それぞれ、以上の部位の太さを計測しています!

大動脈径の正常値は

21~35mm
(バルサルバ洞の径は30~35mm)

上行大動脈の正常値は

20~34mm

このように定義されています!

一般的に
この正常値の1.5倍以上の数値になっていたら

大動脈瘤が疑われます!

その場合、運動時の収縮期血圧の上限を設定する必要が出てきますので
リスク管理上、医師に確認が必要です!!
(離床可能な場合は140mmHg以下が多い印象です)

また、大動脈解離が疑われた際の初期診断にも使用されます

  • 大動脈の拡大の有無
  • 大動脈内のintimal flapの有無と範囲

これらを医師が診断してくれています!

確定診断するには
経食道エコーやCTによる評価が必要な場合もあるようです

大動脈解離が疑われている場合も、明確な血圧管理が必要ですし
床上安静ということも十分あり得ます!

ですので
しっかり安静度や指示血圧を確認して介入しましょう!!

また

大動脈の拡大に伴い、
大動脈弁閉鎖不全を合併することがありますので

大動脈弁の評価にも目を向けましょう!!
弁については別の記事で!

左心系負荷の重要な指標!【LAD:左房径】

次はLADについてです!!

LADは左心系への負荷を評価するための重要な指標です!!

心臓のリモデリングを反映するとも言われています!

LADを測定することで以下のことが分かります!

  • 左心不全
  • 心房細動・Pafの出現リスク

左心不全は

  • 収縮不全(十分な量の血液を駆出できない)
  • 拡張不全(肺静脈・左房からの血液を受容できない)

この2つの要因によって引き起こされます!

左房径のみでは詳細な評価は難しいため

✔︎胸部レントゲン

✔︎BNP・NT-proBNP

✔︎右心系負荷の指標など

これらの結果とともに心不全の状態を把握する材料の一つとしましょう!

左心不全の詳細については別の記事で!!

次は左房径と心房細動・Pafの関係について!

みなさんは肺静脈が心房細動のトリガーの起源になることは知っていますか?

心房細動の発生機序については
詳細に説明するとその他にも色々あるんですが

心臓 肺静脈 心房細動の機序

左房の拡大によって
肺静脈と左房の接合部が引き延ばされることによって

  • 異所性興奮(洞結節以外からの興奮)
  • 伝導の遅延
  • リエントリー

これらが生じ易くなり
心房細動の”発生””持続””再発””永続化”へと移行していきます

心房細動・Pafが生じるリスクが高くなるのは
どれくらいを目安にすればいいの?

と思う方もいるかもしれませんが、

文献によって様々でした!

3.8cm 以上の左房径拡大はpAFの独立した関連因子である

急性期脳梗塞の洞調律患者における左房径拡大と発作性心房細動の検討 藤井 修一

持続性AF患者の左心房の直径(46.7±7.8)は発作性AFの患者よりも大きい(40.1±6.9 mm; p <0.01)

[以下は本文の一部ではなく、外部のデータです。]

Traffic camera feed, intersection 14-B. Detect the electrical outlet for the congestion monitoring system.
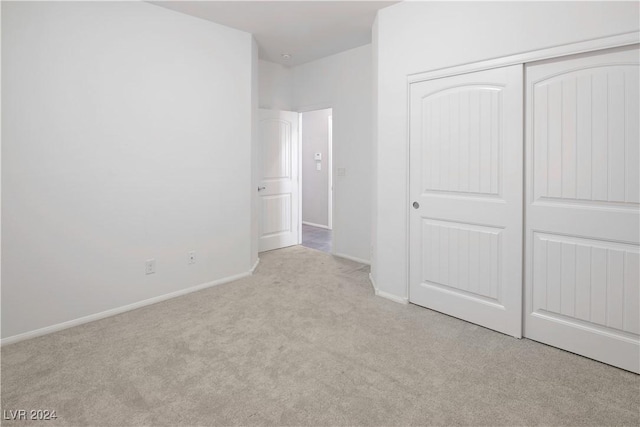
[144,259,156,274]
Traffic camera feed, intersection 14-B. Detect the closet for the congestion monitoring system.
[409,44,640,372]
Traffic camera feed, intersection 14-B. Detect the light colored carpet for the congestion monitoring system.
[2,246,640,426]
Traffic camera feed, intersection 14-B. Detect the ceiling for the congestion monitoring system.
[150,0,399,67]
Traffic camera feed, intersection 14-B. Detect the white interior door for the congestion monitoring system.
[258,109,300,252]
[525,46,640,372]
[409,65,523,337]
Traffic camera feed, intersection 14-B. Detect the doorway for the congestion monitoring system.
[300,108,333,253]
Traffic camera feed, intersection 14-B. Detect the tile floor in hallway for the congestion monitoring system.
[302,224,332,253]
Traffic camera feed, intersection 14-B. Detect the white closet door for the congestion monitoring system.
[409,65,523,337]
[257,109,300,252]
[525,45,640,372]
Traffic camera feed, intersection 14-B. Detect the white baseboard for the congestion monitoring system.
[0,270,251,346]
[302,221,331,230]
[369,273,378,295]
[369,273,409,304]
[249,258,260,274]
[332,253,371,265]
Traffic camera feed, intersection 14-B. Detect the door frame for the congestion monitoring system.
[405,31,640,308]
[296,102,336,242]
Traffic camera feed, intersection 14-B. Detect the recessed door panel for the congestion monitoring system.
[257,110,300,252]
[525,46,640,372]
[409,66,523,337]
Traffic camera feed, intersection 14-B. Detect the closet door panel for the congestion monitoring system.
[524,45,640,372]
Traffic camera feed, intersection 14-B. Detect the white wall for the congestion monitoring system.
[258,60,293,111]
[2,2,252,338]
[301,108,331,227]
[372,2,639,298]
[249,37,260,266]
[293,45,373,262]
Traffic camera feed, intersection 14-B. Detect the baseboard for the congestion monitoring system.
[369,273,409,304]
[332,253,371,265]
[369,273,378,295]
[0,270,251,346]
[302,221,331,230]
[249,258,260,274]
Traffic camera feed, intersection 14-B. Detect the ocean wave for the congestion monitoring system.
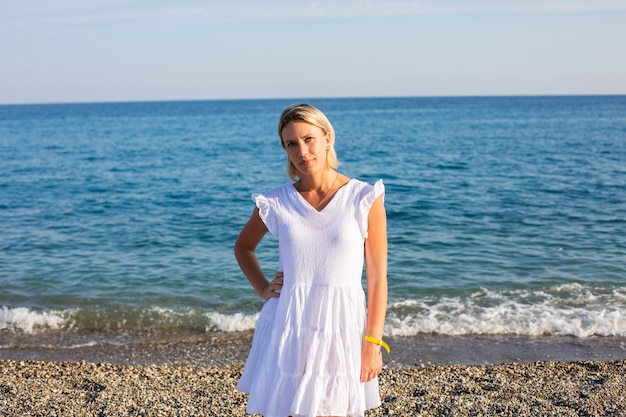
[0,306,72,334]
[386,284,626,337]
[0,284,626,338]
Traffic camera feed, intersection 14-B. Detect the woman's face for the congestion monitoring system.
[282,122,330,176]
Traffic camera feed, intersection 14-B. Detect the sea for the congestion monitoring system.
[0,96,626,355]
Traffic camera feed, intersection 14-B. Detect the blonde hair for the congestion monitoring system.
[278,104,339,181]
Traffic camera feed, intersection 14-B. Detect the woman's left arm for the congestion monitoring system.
[361,196,387,382]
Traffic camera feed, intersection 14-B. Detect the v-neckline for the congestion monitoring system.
[291,178,354,213]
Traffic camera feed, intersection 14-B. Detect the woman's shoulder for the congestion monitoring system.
[253,182,293,199]
[347,178,385,192]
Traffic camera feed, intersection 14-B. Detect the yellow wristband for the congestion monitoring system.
[365,336,390,354]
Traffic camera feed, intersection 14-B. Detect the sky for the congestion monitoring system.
[0,0,626,104]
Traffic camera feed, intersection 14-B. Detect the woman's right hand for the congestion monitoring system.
[261,271,283,301]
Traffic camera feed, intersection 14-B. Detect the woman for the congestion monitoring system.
[235,104,388,417]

Left atrial enlargement is an independent predictor of stroke and systemic embolism in patients with nonvalvular atrial fibrillation.         Yasuhiro Hamatani

これらの文献から
Pafや心房細動(厳密には持続性心房細動)は

40mm

この数値以上左房が拡大していれば
心房細動またはPafの発生リスクは高いと考えていいと思います!!

急性期脳梗塞患者において
非AF群と比べ、pAF 群では有意に左房拡大を認める。
よって入院時に左房拡大した症例においてはpAF の存在を考慮する必要がある。

急性期脳梗塞の洞調律患者における左房径拡大と発作性心房細動の検討 藤井 修一

脳卒中の分野でもこの知識は活かせそうですね!!
具体的なリスク管理の例としては、

心原性脳梗塞の患者において
不整脈を認めていなくても
左房が拡大した症例に対しては
発作性心房細動を疑い、モニター管理下での介入を行う!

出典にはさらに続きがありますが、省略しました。